1. Test the input terminals. With the transformer powered on, place the meter leads across the 120V input. Expect a reading between 114V and 126V — that's the normal range under ANSI C84.1 for U.S. residential service. A reading like 118V or 123V is fine. A reading well outside that band, or zero, points to a supply-side problem (breaker, wiring, utility), not the transformer.
2. Test the output terminals. Note which tap your wires are connected to. A 12V tap should read around 12V (typically 11–13V depending on load); a 15V tap should read around 15V. Multi-tap transformers (12V/13V/14V/15V) are designed to give higher voltage at the upper taps to compensate for voltage drop on long wire runs — that's a feature, not a fault. If the input reads correctly but the output is far below the rated tap voltage, or zero, the transformer is faulty.
3. Test for shorts and breaks. Switch off the power, disconnect the supply, and switch the multimeter to the resistance/ohms function. Probe across the input terminals and across the output terminals. The meter manual will tell you what a healthy reading looks like for that scale, but an open circuit (OL or infinite resistance) on either winding indicates an internal break and a dead transformer.

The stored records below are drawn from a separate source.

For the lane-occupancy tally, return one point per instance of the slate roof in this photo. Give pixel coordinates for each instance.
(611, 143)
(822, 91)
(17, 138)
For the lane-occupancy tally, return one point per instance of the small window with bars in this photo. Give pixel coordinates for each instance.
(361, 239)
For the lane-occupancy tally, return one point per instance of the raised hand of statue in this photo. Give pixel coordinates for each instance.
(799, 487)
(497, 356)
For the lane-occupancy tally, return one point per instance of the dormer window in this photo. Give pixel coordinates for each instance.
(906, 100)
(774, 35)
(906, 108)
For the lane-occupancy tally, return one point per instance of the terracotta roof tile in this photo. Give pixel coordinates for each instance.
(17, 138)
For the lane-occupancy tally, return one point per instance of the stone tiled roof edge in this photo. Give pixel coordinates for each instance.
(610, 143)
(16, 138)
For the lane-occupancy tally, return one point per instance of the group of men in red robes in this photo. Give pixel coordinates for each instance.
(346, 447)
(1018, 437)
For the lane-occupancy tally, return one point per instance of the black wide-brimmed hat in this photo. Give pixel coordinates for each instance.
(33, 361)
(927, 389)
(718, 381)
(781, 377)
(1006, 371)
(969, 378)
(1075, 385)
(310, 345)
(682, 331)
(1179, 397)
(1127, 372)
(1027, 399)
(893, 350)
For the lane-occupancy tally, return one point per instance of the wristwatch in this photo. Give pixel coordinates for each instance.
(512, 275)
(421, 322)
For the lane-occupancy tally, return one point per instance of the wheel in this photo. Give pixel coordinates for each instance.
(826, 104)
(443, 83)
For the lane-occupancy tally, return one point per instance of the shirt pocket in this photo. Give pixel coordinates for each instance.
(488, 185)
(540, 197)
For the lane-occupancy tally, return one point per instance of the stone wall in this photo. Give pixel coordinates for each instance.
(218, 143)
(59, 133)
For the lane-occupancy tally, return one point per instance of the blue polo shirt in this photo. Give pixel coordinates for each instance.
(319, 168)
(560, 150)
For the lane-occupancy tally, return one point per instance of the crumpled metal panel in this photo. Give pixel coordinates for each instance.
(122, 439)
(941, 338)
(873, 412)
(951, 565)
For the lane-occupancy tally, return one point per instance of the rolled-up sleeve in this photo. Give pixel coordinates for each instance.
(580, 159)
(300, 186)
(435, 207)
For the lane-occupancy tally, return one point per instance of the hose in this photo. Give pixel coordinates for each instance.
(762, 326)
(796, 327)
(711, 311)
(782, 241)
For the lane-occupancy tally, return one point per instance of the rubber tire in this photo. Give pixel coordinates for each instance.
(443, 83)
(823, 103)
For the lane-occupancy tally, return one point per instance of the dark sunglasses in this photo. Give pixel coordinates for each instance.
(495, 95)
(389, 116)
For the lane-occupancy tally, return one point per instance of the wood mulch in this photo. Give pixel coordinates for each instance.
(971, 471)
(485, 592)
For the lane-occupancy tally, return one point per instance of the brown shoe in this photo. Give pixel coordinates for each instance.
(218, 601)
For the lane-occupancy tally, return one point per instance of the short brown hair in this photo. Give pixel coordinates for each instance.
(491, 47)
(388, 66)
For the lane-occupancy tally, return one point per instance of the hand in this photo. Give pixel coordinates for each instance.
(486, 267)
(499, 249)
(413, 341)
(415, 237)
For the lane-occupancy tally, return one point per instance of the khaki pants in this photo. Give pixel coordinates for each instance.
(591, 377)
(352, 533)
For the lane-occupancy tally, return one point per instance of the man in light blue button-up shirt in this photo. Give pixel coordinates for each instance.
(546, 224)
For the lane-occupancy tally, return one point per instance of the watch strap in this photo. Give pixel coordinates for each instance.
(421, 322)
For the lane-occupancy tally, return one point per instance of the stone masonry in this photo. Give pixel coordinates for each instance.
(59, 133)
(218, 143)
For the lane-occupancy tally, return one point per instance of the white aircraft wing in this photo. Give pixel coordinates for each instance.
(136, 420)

If readings are healthy but the lights still look wrong, check voltage drop

If the input and output both test within range but the lights are dim, flickering, or inconsistent along the run, the problem is almost certainly voltage drop along the cable, not the transformer.

Copper has resistance, and over a long run of low-voltage cable that resistance robs the bulbs of usable voltage. A fixture 100 feet from a 12V transformer can easily see 9–10V at the socket — enough to make LEDs look dim and halogen bulbs glow orange.

Test for voltage drop by walking the run with the multimeter and reading voltage at each fixture. If readings drop noticeably along the run, the answer isn't a new transformer — it's bumping up to a higher tap on a multi-tap unit, switching to a heavier-gauge cable, or rewiring the run as a hub or T-pattern instead of a long daisy chain.

Final Words

Most of the time, a transformer that "failed" didn't fail at all. The load is too high, water got in, a terminal corroded, the timer stuck, or voltage drop is making perfectly healthy fixtures look broken. Work through those checks first and replace the unit only when the testing actually points there.

When replacement really is the answer, my rule of thumb is to size the new unit so the system runs at no more than 70–80% of its continuous rating, buy from a reputable manufacturer, and protect it with a surge device on the supply side. A quality magnetic or toroidal transformer should give you 15–20+ years of service that way — and some premium brands like VOLT and Kichler back their commercial-grade units with a lifetime warranty. Budget units typically last 5–7 years, and you can usually feel the difference in build quality the moment you pick one up.